I interviewed Professor Timothy Kelsey, Ph. D. from Pennsylvania State University. He is a professor of Agricultural Economics and is the State Program Leader for Economic and Community Development. He earned his Ph. D in Agricultural Economics from Michigan State University in 1989. He conducts research on a variety of economic development issues in Pennsylvania, including economic impacts of Marcellus Shale development, and local government. The interview will be presented in question and answer form. Professor Kelsey’s responses are paraphrased.
Q: Do you think Pennsylvania should adopt a severance tax?
A: I cannot provide an answer to this question because it would require me to take a policy position.
Q: What tactics are other states using to hold drilling companies accountable for indirect costs of fracking that would be helpful for Pennsylvania?
A: Other states have severance taxes and use those dollars to ensure there is money to restore drilling sites if there are future issues. Dollars from severance tax collections are also used to help focus infrastructure development and help with public costs of development.
Q: What should people living near fracking sites do to minimize damages and other potential costs?
A: There is a range of things that can be done. For people who are leasing their land, it is important to specify in the lease agreement they want environmental protection. Environmental protection is not guaranteed unless the leaser requests it in the lease agreement. Leasers can also limit surface access to drillers; the leasers can allow horizontal drilling to occur, but they can deny companies surface access, which has a bigger impact on day-to-day use of the land. I highly recommend that leasers have their water tested before drilling starts. State law says if degradation is found, the drilling company is responsible for paying the cost of damage. This law only applies if there is a pretest to show what the condition of the water was before drilling started. The pretest can then be compared to a test of the water after drilling occurred, which would provide evidence to prove the contamination came from fracking activity.
Q: Are current bonding requirements sufficient and if not, what needs to be done to hold drilling companies responsible?
A: Many local officials would say bond rates, specifically for roads, are way too low. These bonds are at least 10 to 15 years old and have not kept up with inflation or the increased cost ofrepairing roads. There is a need for increasing bond limits. But, I have heard from local officials that many municipalities are not bothering to bond roads anymore because it creates challenges for other users, such as dairy farms and lumber trucks, even if they are only running one truck. Instead of bonding requirements, local governments have started creating formal or informal road use agreements with the drilling companies. The agreement states that if a company creates damage, the company will have to repair and maintain the roads at its own expense. Government officials said this technique has been working very well. In many cases officials say roads are in better shape now than they were before drilling activity started because the companies are building higher quality roads before they start using them. Municipalities with drilling have found a successful way to minimize road damage, so they are currently not as concerned with bonds.
Q: Overall, is fracking economically beneficial for states?
A: It depends on who is being considered. There are a lot of dollars to be made with Marcellus development.
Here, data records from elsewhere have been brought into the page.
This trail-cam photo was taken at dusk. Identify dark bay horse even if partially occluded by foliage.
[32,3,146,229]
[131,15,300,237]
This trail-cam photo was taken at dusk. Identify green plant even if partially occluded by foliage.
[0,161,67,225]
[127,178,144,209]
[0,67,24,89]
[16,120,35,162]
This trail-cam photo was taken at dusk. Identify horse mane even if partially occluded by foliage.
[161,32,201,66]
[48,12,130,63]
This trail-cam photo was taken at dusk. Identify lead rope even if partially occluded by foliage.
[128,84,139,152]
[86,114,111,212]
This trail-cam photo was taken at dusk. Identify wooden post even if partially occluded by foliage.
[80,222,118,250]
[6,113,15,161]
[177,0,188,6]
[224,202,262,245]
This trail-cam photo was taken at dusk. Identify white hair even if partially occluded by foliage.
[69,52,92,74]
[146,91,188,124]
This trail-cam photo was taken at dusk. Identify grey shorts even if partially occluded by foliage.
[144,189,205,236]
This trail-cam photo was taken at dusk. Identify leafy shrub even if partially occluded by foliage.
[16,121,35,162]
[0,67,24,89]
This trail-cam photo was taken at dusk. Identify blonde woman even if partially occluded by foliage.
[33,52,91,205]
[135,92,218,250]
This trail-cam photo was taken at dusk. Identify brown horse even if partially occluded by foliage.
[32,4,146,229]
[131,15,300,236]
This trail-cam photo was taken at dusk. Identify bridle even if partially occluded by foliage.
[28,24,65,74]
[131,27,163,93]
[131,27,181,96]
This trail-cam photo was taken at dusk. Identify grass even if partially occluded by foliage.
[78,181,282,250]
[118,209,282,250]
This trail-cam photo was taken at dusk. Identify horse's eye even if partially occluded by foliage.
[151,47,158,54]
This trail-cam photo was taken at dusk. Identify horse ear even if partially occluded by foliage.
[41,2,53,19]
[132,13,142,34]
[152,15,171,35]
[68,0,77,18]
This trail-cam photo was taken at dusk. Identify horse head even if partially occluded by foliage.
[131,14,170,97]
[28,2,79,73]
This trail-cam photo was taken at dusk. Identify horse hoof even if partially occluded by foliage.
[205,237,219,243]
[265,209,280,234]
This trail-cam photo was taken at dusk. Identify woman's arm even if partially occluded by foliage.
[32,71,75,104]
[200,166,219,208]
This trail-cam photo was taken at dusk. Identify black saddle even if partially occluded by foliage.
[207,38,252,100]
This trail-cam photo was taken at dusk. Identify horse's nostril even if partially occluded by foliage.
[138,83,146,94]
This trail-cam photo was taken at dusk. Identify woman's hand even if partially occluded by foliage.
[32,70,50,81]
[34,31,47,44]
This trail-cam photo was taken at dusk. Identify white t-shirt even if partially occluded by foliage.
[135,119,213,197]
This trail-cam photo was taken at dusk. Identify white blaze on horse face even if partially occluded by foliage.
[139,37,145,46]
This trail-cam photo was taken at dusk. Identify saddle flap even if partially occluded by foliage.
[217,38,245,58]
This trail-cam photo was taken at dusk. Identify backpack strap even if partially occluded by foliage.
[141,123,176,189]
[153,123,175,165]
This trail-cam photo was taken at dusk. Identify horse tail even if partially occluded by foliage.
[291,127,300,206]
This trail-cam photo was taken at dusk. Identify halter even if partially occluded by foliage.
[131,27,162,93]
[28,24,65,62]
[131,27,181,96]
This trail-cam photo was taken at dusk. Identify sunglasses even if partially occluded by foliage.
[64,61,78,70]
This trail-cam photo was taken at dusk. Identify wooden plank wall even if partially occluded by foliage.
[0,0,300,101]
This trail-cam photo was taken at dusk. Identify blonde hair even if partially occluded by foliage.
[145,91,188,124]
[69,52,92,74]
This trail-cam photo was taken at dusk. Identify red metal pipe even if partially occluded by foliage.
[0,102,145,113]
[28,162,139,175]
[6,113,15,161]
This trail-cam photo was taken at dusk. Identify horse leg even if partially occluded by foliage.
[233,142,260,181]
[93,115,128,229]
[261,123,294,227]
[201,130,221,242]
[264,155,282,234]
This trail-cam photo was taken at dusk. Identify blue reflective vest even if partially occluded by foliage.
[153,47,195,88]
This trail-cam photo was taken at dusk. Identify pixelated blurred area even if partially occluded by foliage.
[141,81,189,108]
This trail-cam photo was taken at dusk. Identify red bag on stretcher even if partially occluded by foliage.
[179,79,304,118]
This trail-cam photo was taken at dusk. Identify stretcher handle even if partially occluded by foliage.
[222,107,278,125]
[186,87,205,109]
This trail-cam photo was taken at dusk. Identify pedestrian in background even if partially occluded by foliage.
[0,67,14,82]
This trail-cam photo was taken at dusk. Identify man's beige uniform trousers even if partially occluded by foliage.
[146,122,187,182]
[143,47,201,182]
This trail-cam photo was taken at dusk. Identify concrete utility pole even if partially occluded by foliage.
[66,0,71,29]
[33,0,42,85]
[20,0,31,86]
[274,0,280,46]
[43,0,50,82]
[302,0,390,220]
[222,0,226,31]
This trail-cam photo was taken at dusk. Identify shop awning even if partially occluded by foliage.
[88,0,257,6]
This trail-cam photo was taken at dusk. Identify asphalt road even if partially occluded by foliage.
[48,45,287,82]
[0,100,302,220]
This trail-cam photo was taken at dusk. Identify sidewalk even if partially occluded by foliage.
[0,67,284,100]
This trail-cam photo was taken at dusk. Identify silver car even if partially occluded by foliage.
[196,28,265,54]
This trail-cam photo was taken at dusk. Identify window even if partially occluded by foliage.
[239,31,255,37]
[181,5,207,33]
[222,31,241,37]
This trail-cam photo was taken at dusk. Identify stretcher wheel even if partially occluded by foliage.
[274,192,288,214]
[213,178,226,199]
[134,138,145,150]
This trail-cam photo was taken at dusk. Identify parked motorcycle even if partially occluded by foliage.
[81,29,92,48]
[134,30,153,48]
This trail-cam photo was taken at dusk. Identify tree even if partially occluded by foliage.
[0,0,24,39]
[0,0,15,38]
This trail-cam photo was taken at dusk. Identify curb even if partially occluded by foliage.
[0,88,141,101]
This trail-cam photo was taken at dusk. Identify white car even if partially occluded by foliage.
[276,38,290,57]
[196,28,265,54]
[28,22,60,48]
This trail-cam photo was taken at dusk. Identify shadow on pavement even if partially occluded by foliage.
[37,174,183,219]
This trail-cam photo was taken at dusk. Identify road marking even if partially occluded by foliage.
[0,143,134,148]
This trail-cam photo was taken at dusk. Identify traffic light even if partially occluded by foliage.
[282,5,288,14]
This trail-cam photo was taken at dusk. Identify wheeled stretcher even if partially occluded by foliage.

Royalty revenues could be millions, so in the case of people receiving royalty payments, fracking would be hugely beneficial. A lot of small businesses have experienced increased activity from fracking. On the other hand, there are real concerns with property values close to support sites. There are also questions about the tourism industry and how the presence of the fracking activity may deter tourists. One negative impact from development activity is that rent prices are tripling or quadrupling, a factor that may repel drilling companies. I have heard that drilling has created problems with low-income residents. In general, fracking is good for some, but creates challenges for others.